In: Categories » Health » DNA » How to Make and Separate cDNA Molecules
Researchers at HGS have now prepared Homo sapiens cDNA libraries from almost all normal organs and tissues, as well as from many that are diseased. To make multiple copies of a library, we add it to bacteria that take up the vectors.
All the bacteria are then spread out on a plate of nutrient gel and allowed to grow into colonies, so that each colony derives from a single bacterium. Next we use a robot that can automatically spot and pick off the gel of those colonies that did successfully acquire a cDNA. The robot accomplishes this by color. The vectors we use are designed so that if they fail to combine with a cDNA insert, they produce a blue pigment. The robot, which picks as many as 10,000 colonies of bacteria every day, identifies those containing Homo sapiens cDNA by avoiding blue ones. The cDNA from each picked colony, now in analyzable quantities, is then robotically purified.
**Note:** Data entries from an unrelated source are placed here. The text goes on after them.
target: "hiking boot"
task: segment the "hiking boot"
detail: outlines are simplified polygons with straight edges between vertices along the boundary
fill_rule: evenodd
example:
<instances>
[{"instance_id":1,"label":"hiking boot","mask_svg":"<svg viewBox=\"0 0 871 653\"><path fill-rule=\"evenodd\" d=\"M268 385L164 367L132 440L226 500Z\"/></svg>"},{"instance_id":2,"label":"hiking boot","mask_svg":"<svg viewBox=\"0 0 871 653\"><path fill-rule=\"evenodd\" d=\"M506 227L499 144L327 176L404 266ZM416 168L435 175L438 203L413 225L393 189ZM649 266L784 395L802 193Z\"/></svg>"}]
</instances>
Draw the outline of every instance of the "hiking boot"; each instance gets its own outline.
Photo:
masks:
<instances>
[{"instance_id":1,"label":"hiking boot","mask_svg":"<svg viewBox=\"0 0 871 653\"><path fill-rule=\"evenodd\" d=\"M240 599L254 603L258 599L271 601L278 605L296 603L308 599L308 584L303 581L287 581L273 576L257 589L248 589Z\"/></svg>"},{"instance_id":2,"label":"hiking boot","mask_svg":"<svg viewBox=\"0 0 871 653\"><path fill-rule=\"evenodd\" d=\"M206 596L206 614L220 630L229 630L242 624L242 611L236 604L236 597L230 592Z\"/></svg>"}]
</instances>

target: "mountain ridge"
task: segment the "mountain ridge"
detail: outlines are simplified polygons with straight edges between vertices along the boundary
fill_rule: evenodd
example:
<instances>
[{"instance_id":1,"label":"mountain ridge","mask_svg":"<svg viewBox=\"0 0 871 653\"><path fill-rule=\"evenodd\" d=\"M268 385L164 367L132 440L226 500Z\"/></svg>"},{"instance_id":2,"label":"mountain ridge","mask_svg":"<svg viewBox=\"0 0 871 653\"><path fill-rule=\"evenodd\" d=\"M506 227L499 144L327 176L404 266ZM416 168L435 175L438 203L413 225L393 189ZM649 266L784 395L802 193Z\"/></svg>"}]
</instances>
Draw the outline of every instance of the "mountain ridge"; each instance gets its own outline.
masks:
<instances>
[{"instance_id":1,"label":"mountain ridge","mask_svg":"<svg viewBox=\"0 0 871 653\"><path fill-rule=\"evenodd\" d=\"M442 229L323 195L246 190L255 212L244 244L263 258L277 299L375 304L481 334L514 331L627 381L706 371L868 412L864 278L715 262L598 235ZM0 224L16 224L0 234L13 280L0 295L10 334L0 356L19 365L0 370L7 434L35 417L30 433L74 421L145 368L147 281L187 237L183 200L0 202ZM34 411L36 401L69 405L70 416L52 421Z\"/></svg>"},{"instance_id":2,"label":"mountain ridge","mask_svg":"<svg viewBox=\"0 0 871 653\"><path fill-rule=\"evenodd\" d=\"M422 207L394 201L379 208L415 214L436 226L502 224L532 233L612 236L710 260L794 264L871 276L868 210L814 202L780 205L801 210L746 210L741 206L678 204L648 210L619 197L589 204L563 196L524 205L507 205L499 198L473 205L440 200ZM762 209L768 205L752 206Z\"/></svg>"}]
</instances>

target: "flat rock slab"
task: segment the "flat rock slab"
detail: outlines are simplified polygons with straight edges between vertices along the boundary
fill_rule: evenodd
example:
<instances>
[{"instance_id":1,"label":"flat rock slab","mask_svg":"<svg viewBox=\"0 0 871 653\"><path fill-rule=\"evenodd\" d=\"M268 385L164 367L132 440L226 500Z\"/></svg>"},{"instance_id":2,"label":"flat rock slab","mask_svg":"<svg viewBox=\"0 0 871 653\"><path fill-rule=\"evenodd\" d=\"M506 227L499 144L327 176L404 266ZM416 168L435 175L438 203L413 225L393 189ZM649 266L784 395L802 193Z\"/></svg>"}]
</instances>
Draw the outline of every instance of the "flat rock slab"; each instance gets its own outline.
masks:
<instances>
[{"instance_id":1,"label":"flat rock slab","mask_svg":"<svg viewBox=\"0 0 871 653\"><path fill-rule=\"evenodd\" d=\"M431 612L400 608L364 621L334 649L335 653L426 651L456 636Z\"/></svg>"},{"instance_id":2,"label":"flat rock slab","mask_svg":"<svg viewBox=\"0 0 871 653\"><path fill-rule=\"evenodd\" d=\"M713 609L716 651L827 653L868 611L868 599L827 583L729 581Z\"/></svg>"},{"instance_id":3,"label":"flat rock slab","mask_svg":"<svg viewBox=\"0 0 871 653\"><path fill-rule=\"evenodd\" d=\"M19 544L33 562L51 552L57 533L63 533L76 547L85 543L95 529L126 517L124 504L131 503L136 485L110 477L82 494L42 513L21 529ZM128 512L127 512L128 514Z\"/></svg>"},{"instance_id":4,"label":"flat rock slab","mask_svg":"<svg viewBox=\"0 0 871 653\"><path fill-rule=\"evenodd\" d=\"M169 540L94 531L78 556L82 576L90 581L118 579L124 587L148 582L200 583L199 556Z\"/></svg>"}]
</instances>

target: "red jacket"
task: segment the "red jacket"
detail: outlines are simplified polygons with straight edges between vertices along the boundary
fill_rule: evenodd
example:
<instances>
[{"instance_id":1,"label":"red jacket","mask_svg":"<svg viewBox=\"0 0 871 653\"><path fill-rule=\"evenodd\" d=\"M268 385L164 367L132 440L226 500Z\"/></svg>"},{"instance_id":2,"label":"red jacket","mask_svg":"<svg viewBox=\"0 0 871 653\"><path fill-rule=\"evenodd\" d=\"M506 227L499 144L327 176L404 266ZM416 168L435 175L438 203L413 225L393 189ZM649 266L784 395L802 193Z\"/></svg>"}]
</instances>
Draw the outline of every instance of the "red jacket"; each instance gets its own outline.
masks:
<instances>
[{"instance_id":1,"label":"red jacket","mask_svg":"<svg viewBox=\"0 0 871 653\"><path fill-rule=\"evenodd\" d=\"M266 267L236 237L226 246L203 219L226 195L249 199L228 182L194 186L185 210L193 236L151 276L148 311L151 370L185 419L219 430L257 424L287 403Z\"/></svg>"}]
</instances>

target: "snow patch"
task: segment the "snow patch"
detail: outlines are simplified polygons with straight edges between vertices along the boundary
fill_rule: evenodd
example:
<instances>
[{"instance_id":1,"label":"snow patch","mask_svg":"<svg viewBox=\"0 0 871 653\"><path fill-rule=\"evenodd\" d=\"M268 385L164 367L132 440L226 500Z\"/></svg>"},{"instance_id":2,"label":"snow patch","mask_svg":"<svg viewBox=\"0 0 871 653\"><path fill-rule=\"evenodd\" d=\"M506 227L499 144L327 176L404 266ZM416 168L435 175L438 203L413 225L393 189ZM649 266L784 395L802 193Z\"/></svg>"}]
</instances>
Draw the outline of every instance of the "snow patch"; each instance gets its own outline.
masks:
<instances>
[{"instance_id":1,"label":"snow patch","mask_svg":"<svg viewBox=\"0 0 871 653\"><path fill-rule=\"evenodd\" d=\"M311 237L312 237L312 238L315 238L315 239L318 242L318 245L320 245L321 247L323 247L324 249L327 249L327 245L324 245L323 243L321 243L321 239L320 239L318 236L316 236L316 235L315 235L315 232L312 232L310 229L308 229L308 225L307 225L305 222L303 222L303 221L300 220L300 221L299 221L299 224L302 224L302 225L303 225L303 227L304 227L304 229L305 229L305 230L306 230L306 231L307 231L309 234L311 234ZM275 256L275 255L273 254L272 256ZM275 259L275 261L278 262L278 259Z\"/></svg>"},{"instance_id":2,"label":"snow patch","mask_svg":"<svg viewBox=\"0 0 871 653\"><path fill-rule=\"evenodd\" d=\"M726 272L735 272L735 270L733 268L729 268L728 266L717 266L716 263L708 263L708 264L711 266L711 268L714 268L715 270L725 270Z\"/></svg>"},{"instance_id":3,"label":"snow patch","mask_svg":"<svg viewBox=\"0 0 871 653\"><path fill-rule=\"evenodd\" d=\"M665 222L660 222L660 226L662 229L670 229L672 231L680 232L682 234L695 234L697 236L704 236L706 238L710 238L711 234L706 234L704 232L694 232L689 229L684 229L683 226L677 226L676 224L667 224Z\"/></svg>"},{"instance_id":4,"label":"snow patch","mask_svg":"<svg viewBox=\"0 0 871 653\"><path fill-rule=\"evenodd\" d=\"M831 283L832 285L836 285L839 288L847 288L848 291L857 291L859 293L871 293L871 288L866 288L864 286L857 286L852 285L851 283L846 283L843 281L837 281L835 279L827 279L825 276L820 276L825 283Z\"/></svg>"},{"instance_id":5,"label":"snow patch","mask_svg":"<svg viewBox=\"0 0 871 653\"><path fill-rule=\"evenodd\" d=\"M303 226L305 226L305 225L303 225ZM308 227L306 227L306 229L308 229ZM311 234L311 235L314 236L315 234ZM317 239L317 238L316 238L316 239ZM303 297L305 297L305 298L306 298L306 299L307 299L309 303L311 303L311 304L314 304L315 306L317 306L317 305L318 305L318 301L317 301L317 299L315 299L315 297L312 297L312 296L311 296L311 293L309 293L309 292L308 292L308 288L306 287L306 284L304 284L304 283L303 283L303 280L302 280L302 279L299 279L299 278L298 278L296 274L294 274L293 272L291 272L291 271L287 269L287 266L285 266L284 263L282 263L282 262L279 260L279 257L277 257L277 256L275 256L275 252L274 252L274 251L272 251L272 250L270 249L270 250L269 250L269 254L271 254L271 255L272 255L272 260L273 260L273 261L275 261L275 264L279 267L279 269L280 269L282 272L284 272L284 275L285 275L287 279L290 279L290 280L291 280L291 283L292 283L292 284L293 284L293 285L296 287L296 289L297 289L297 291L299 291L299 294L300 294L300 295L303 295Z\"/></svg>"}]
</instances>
Once a protein can be manufactured in a pure form, scientists can fairly easily fashion a test to detect it in a patient. A test to reveal overproduction of a protein found in plaque might expose early signs of atherosclerosis, when better options exist for treating it. In addition, pharmacologists can use pure proteins to help them find new drugs. A chemical that inhibited production of a protein found in plaque might be considered as a drug to treat atherosclerosis.
Our approach, which I call medical genomics, is somewhat outside the mainstream of research in Homo sapiens genetics. A great many scientists are involved in the Human Genome Project, an international collaboration devoted to the discovery of the complete sequence of the chemical bases in Homo sapiens DNA. (All the codes in DNA are constructed from an alphabet consisting of just four bases.) That information will be important for studies of gene action and evolution and will particularly benefit research on inherited diseases. Yet the genome project is not the fastest way to discover genes, because most of the bases that make up DNA actually lie outside genes. Nor will the project pinpoint which genes are involved in illness.
Genes by the Direct Route
Because the key to developing new medicines lies principally in the proteins produced by Homo sapiens genes, rather than the genes themselves, one might wonder why we bother with the genes at all. We could in principle analyze a cell’s proteins directly. Knowing a protein’s composition does not, however, allow us to make it, and to develop medicines, we must manufacture substantial amounts of proteins that seem important. The only practical way to do so is to isolate the corresponding genes and transplant them into cells that can express those genes in large amounts.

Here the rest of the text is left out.